# Welcome To the TensorRT Quantization Tutorial!

This notebook is designed to show the features of the TensorRT passes integrated into MASE.

## Section 1 - INT8 Quantization
Firstly, we will show you how to do a INT8 quantization of a simple model, `jsc-toy`, and compare the quantized model to the original model using the `Machop API`. The quantization process is split into the following stages, each using their own individual pass, and are explained in depth at each subsection:

1. [Fake quantization](#section-11-fake-quantization): `tensorrt_fake_quantize_transform_pass`
2. [Calibration](#sect): `tensorrt_calibrate_transform_pass`
3. [Quantized Aware Training](#quantized-aware-training): `tensorrt_fine_tune_transform_pass`
4. [Quantization](#quantization): `tensorrt_engine_interface_pass`
5. [Analysis](#analysis): `tensorrt_analysis_pass`


We start by loading in the required libraries and passes required for the notebook as well as ensuring the correct path is set for machop to be used.

In [None]:
import sys
import os
from pathlib import Path
import toml
from copy import copy, deepcopy

# Figure out the correct path
machop_path = Path(".").resolve().parent.parent.parent /"machop"
assert machop_path.exists(), "Failed to find machop at: {}".format(machop_path)
sys.path.append(str(machop_path))

# Add directory to the PATH so that chop can be called
new_path = "../../../machop"
full_path = os.path.abspath(new_path)
os.environ['PATH'] += os.pathsep + full_path

from chop.tools.logger import set_logging_verbosity
from chop.passes.graph.utils import deepcopy_mase_graph
from chop.tools.get_input import InputGenerator
from chop.tools.checkpoint_load import load_model
from chop.ir import MaseGraph
from chop.models import get_model_info, get_model
from chop.dataset import MaseDataModule, get_dataset_info
from chop.passes.graph import (
    save_node_meta_param_interface_pass,
    report_node_meta_param_analysis_pass,
    profile_statistics_analysis_pass,
    add_common_metadata_analysis_pass,
    init_metadata_analysis_pass,
    add_software_metadata_analysis_pass,
    tensorrt_calibrate_transform_pass,
    tensorrt_fake_quantize_transform_pass,
    tensorrt_fine_tune_transform_pass,
    tensorrt_engine_interface_pass,
    tensorrt_analysis_pass,
    )

set_logging_verbosity("info")

Next, we load in the toml file used for quantization. To view the configuration, click [here](../../machop/configs/tensorrt/jsc_toy_INT8_quantization_by_type.toml), or read the documentation on Mase [here]().

In [None]:
# Path to your TOML file
toml_file_path = '../../../machop/configs/tensorRT/jsc_toy_INT8_quantization_by_type.toml'

# Reading TOML file and converting it into a Python dictionary
with open(toml_file_path, 'r') as toml_file:
    pass_args = toml.load(toml_file)

# Extract the 'passes.tensorrt_quantize' section and its children
tensorrt_quantize_config = pass_args.get('passes', {}).get('tensorrt_quantize', {})
# Extract the 'passes.tensorrt_fine_tune' section and its children
tensorrt_train_config = pass_args.get('passes', {}).get('tensorrt_fine_tune', {})
# Extract the 'passes.tensorrt_analysis' section and its children
tensorrt_analysis_config = pass_args.get('passes', {}).get('tensorrt_analysis', {})
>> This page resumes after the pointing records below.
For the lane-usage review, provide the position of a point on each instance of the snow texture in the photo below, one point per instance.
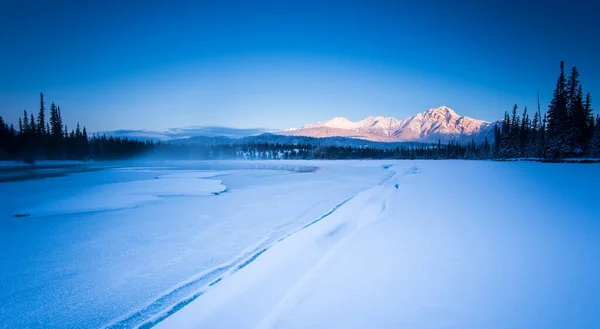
(354, 244)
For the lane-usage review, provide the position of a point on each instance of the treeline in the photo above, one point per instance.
(568, 129)
(37, 138)
(277, 151)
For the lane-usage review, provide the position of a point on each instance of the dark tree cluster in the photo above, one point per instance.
(37, 139)
(568, 129)
(278, 151)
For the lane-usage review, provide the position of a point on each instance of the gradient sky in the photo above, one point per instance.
(278, 64)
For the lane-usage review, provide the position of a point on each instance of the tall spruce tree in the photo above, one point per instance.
(41, 128)
(558, 116)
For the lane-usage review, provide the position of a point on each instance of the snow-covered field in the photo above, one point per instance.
(325, 244)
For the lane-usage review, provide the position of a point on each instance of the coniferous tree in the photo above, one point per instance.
(41, 128)
(558, 117)
(595, 141)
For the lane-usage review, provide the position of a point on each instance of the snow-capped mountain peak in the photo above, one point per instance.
(436, 123)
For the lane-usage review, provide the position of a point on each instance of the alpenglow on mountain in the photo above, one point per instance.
(440, 123)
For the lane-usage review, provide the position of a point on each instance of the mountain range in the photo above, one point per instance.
(435, 124)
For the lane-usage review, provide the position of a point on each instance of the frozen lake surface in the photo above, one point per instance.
(297, 244)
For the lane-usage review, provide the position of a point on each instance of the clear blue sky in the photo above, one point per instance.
(277, 64)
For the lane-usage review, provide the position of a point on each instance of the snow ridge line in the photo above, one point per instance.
(169, 303)
(294, 293)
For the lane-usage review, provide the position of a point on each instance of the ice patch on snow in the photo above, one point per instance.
(124, 195)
We then create a `MaseGraph` by loading in a pre-trained model using the checkpoint provided and using the toml configuration model arguments

In [None]:
CHECKPOINT_PATH = "checkpoints/jsc-toy_classification_jsc/software/training_ckpts/best.ckpt"

# Load the basics in to 
model_name = pass_args['model']
dataset_name = pass_args['dataset']
max_epochs = pass_args['max_epochs']
batch_size = pass_args['batch_size']
learning_rate = pass_args['learning_rate']
accelerator = pass_args['accelerator']

data_module = MaseDataModule(
    name=dataset_name,
    batch_size=batch_size,
    model_name=model_name,
    num_workers=0,
)
data_module.prepare_data()
data_module.setup()


model_info = get_model_info(model_name)
# quant_modules.initialize()
model = get_model(
    model_name,
    task="cls",
    dataset_info=data_module.dataset_info,
    pretrained=False)

model = load_model(load_name=CHECKPOINT_PATH, load_type="pl", model=model)
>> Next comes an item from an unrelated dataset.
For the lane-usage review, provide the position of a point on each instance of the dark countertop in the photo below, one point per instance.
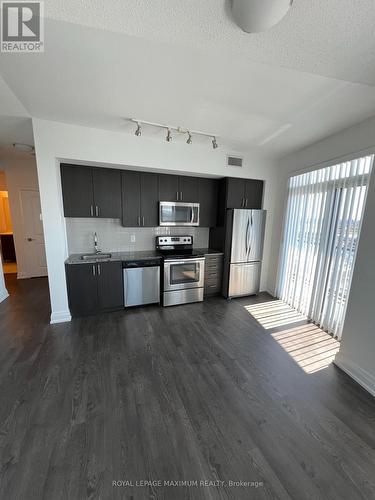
(127, 256)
input_generator = InputGenerator(
    data_module=data_module,
    model_info=model_info,
    task="cls",
    which_dataloader="train",
)

dummy_in = next(iter(input_generator))
_ = model(**dummy_in)

# generate the mase graph and initialize node metadata
mg = MaseGraph(model=model)

mg, _ = init_metadata_analysis_pass(mg, None)
mg, _ = add_common_metadata_analysis_pass(mg, {"dummy_in": dummy_in})
mg, _ = add_software_metadata_analysis_pass(mg, None)

Before we begin, we will copy the original `MaseGraph` to use for comparison during quantization analysis

In [None]:
mg_original = deepcopy_mase_graph(mg)

### Section 1.1 Fake Quantization

Firstly, we fake quantize the module in order to perform calibration and fine tuning before actually quantizing - this is only used if we have INT8 calibration as other precisions are not currently supported within [pytorch-quantization](https://docs.nvidia.com/deeplearning/tensorrt/pytorch-quantization-toolkit/docs/index.html#) library.

This is acheived through the `tensorrt_fake_quantize_transform_pass` which goes through the model, either by type or by name, replaces each layer appropriately to a fake quantized form if the `quantize` parameter is set in the default config (`passes.tensorrt_quantize.default.config`) or on a per name or type basis. I.e. if we would like to only quantize the linear layers but not the convolutional layers, we could set the `quantize` parameter to true for `passes.tensorrt_quantize.linear.config` and the default to false.


In [None]:
configs = [tensorrt_quantize_config, tensorrt_train_config, tensorrt_analysis_config]
for config in configs:
    config['batch_size'] = pass_args['batch_size']
    config['model'] = pass_args['model']
    config['data_module'] = data_module
    config['accelerator'] = 'cuda' if pass_args['accelerator'] == 'gpu' else pass_args['accelerator']
    if config['accelerator'] == 'gpu':
        os.environ['CUDA_MODULE_LOADING'] = 'LAZY'

mg, _ = tensorrt_fake_quantize_transform_pass(mg, pass_args=tensorrt_quantize_config)

### Section 1.2 Calibration

Next, we perform calibration using the `tensorrt_calibrate_transform_pass`. Calibration is achieved by passing data samples to the quantizer and deciding the best amax for activations. 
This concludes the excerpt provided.